Sedat Peker'den 8'inci video: Bir dahaki videoda baş başa konuşacağız Tayyip Abi, helalleşeceğiz!

Organize suç örgütü lideri Sedat Peker, bugün 07:30’da 8. bölüm videosunu yayınladı. “Fırtınalarda büyüyen fidanlar rüzgarlarla yıkılmazlar” başlıklı videoda Sedat Peker’in, bu kez görüntüyü çektiği mekanı değiştirdiği görüldü.

Google Haberlere Abone ol
Sedat Peker'den 8'inci video: Bir dahaki videoda baş başa konuşacağız Tayyip Abi, helalleşeceğiz!

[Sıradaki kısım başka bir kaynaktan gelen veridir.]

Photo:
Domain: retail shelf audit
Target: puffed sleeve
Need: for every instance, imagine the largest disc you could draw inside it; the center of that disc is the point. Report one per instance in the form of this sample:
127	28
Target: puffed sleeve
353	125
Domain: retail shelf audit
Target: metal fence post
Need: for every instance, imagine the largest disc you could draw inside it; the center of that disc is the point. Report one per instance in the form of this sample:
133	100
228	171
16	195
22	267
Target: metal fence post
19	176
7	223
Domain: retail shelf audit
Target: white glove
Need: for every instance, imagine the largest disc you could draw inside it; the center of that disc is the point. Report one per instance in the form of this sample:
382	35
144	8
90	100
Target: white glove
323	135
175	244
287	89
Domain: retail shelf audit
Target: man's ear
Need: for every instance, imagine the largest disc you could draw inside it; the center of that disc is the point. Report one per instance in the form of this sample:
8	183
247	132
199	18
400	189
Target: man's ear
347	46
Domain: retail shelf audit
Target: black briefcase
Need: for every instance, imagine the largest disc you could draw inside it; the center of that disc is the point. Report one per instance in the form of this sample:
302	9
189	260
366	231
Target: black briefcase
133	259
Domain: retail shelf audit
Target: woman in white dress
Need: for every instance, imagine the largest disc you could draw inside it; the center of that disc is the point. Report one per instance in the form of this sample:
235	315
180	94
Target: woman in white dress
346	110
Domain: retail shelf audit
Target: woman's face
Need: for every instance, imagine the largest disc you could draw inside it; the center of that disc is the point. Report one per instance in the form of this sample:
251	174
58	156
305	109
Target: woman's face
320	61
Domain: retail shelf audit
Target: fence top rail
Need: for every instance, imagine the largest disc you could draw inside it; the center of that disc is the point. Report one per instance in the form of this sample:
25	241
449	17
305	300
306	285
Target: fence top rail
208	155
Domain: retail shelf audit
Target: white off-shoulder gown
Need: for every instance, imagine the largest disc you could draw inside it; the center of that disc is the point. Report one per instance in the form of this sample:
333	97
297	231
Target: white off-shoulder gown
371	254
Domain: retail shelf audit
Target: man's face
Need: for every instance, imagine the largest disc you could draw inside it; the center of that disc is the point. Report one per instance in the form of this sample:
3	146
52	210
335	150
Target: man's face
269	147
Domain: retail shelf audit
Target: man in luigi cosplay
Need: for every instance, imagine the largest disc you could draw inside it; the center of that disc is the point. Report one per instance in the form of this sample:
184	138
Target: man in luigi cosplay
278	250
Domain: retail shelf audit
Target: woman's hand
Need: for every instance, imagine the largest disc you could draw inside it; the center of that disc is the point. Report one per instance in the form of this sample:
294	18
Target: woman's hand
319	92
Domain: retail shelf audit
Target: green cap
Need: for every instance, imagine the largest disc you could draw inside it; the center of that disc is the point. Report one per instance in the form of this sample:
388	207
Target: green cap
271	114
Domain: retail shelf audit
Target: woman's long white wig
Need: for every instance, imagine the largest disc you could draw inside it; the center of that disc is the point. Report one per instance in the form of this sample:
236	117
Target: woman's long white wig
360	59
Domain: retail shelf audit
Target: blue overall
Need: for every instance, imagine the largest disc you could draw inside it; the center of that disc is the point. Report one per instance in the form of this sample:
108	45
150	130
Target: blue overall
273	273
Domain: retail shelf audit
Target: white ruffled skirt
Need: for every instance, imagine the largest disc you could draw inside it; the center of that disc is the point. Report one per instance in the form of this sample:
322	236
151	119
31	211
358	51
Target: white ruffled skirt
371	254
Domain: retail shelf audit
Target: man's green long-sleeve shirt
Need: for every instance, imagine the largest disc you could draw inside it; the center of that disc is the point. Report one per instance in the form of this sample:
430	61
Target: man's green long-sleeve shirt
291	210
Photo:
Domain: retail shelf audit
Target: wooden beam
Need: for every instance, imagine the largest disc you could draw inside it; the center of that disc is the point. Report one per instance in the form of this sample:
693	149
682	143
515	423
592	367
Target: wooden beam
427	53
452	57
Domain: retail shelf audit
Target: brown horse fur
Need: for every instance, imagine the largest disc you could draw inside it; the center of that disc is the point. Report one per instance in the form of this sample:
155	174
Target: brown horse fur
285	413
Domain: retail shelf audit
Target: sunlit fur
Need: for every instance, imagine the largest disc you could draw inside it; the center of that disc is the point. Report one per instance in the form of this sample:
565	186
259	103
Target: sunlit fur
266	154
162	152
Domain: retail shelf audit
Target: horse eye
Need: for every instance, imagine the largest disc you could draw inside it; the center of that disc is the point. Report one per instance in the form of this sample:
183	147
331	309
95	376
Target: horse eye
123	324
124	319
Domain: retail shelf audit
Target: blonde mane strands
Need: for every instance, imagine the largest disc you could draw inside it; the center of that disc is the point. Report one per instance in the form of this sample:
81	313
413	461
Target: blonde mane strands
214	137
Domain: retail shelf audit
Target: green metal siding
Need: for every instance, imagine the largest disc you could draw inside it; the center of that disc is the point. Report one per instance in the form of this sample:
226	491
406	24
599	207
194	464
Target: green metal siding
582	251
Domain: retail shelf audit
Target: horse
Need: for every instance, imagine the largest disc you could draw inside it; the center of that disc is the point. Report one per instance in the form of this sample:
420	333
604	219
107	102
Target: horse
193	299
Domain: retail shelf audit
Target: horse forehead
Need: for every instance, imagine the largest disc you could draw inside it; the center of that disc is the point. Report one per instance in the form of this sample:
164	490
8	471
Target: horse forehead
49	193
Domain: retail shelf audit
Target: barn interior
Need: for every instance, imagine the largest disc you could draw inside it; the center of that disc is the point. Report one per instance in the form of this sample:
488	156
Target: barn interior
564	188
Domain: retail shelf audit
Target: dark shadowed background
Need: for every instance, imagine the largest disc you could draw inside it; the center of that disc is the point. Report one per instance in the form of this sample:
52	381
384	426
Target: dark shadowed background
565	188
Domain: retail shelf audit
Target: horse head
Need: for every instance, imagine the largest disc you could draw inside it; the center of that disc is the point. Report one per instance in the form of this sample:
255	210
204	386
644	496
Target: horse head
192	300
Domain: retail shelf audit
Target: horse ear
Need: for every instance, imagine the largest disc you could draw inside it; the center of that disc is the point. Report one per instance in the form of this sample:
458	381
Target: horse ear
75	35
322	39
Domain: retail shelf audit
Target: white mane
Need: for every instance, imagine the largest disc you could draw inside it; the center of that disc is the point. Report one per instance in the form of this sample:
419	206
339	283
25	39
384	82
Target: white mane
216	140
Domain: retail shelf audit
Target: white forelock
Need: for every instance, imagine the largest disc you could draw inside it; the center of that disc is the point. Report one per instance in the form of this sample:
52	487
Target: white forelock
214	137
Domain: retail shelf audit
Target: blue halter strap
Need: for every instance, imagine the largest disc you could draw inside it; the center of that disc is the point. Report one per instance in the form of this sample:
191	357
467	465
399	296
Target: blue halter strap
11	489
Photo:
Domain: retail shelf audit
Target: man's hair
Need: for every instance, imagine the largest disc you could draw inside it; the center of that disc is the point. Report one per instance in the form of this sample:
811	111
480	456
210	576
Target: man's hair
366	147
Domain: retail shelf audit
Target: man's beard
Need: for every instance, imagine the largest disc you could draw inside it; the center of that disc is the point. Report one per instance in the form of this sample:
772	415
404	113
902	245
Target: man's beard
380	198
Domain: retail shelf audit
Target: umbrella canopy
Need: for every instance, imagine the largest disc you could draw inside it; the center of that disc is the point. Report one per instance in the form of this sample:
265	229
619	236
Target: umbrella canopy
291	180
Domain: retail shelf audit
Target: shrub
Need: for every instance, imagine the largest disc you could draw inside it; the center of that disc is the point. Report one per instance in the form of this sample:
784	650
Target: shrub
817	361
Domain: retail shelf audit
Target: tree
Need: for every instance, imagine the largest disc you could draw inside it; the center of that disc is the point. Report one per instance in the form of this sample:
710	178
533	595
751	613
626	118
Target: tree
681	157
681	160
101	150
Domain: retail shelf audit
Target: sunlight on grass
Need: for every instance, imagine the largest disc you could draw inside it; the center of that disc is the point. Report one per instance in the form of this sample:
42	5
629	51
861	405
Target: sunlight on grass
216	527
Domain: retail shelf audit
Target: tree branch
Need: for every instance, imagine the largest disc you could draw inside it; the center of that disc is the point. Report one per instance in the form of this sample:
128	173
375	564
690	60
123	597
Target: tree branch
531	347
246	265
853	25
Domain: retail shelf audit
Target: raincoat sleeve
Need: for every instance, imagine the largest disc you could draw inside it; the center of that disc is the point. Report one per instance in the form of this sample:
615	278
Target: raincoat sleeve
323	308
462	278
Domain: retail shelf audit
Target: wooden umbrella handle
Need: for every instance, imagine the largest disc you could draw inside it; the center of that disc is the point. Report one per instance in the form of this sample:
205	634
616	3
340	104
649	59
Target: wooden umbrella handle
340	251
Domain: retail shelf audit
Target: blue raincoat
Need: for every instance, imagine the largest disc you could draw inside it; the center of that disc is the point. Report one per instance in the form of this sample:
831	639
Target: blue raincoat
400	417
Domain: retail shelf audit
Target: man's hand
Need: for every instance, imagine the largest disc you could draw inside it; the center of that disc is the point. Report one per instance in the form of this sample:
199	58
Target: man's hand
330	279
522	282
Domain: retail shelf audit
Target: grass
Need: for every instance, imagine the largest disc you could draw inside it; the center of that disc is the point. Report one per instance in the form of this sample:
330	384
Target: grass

Konuşmadan öne çıkan başlıklar şöyle:

"Adet olduğu üzere müsaade ederseniz yine yoklama yapmak istiyorum. Ancak bu sefer yoklamada Süslü Süleyman’a tek ayak cezası vereceğim. Çünkü çok ayıp şeyler söylemeye başladı. Bilinçaltındaki yaşadığı olayları dışa vurmaya başladı. Tek ayaküstünde durma cezasını hakettiğine inanıyorum.

Düşkün Abdulkadir orada mısın? Sülüman sen zaten buradasın. Operasyon hazırlattırıyorsun ya senin elemana. Çalışıyor, bütün milleti nasıl toplayacağız, dev bir organizasyon, DHKP-C, FETÖ bağladın, bağladın ya.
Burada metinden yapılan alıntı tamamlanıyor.